Flashbacks of Grace

Ever found yourself watching a movie that you didn’t want to see, but then being drawn into the power of the story?  I had that experience with two films that dealt with similar issues—Flashbacks of a Fool starring Daniel Craig (fresh off his first James Bond success) and Seven Pounds with Will Smith.


I watched Flashbacks while on flight home from Europe; it looked weird, but eventually I got bored so I did watch.  While initially put off (mostly because I didn’t really want to watch), I was eventually able to notice what was happening—a glorious story about the legacy of guilt, forgiveness and grace.


Few months later, finally saw Seven Pounds and recognized the same sort of story.  A man with a guilty past determines to do something about it to find forgiveness.


I don’t want to give either movie away, but urge you to watch both, especially Flashbacks.  It is a unique, somewhat quirky movie; it is fully a British-made movie, so perhaps its “quirkiness” was only my own American tastes filtering through.  By the end of it, I had seen at least three great points to consider:


–many people live with the guilt of something that they did.  In both movies, really bad things happened, though in neither case were the lead characters truly guilty.  Smith’s character makes a bad judgment call, but nothing worse than many of us have done.  Craig’s character, even more tragically, is nothing more than a kid who gets betrayed by an adult, but he takes on the guilt.  If you get nothing more from these movies, please realize that you will derail your own life by harboring too much guilt.  If there needs to be real reconciliation, then get to it, but in all cases, you cannot go back and change what has happened.  Look, I don’t mean to downplay  that in many cases, you should feel bad about something that happened.  You should feel guilty, but deal with it in the best way possible and work to bring reconciliation or restitution.  Then, get on with living.  Craig’s character literally destroys his life; it is a tragedy to watch (and well played by Craig).  It is so sad; he ruins most of his adult life because he thinks he is so guilty for some heinous happening.

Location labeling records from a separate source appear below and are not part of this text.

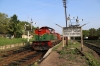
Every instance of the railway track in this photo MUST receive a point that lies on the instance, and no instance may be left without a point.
(92, 46)
(14, 51)
(20, 57)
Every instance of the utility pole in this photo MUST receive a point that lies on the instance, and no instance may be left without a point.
(64, 4)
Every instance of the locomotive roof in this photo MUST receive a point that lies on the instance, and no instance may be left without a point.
(46, 27)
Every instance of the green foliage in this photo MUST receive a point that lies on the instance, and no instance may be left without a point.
(92, 61)
(4, 20)
(15, 27)
(5, 41)
(85, 33)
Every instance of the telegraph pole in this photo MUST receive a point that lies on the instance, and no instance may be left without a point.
(64, 4)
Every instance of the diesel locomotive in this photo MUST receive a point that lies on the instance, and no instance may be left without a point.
(45, 38)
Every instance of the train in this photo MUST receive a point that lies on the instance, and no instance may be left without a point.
(44, 38)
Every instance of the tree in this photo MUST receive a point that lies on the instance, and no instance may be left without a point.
(85, 33)
(4, 20)
(92, 32)
(98, 32)
(15, 27)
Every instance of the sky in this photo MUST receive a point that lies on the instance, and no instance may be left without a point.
(51, 12)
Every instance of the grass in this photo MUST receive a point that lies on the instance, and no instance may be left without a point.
(92, 60)
(6, 41)
(57, 46)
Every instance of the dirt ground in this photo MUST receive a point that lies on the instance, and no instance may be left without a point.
(55, 59)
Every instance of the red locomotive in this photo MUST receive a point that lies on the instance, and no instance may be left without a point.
(45, 38)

–forgiveness is so sweet.  The Bible talks about this.  We are told that as we forgive so shall we experience forgiveness.  Forgiveness is like a long wonderful bath after days without; that cleansing feeling with the hot water, fresh as the grime rolls off our bodies.  We need this for our souls; we need to offer this to others.  In both movies, the most touching point of the movie is to see the lead characters finally start to find a sense of forgiveness.  Craig’s character finally is forced to confront old friends, though one is now deceased.  He expects to be judged, hated, confronted over the past, yet instead, he warmly experiences forgiveness.  That act by his friends finally allows himself to forgive himself, to move past the guilt.  At the end, we see his character finally living happy, free, clean after decades of unwashed filth had covered his soul.


–to offer forgiveness, we must walk in grace.  Lots of times, my students are surprised that I give them grace on certain issues.  I do have a “high bar” related to my class and carry high expectations for them, but in many situations, offering grace is the best thing for my students.  When asked about it, I relate that I offer grace because I want to also receive grace when I make mistakes, which I make often.  The sweet grace that Craig’s character receives from one of his old friends in turn allows him to return that grace towards her.  In doing so, he provides some healing for her.  She also had been carrying some degree of bitterness and guilt.  She talked about being sad at the loss of the third childhood friend, who had also become her husband, but that she was unable to cry.  Through the grace extended by Craig’s character, we see her start to weep.


Many times, people sabotage their own success journey through their reaction to poor choices.  Before long, the days roll together and they find themselves years later, living a life built on a serious of bad choices made in some form of punishment to themselves.  They feel guilty about something, refuse to accept forgiveness and soon become wrecks (like both Will Smith and Daniel Craig’s characters).


Don’t do that.  Live Well by dealing with guilt when an issue comes.  Express and accept forgiveness.  Walk in grace.


If you do, then your flashbacks won’t be those of a fool, but rather flashbacks of grace.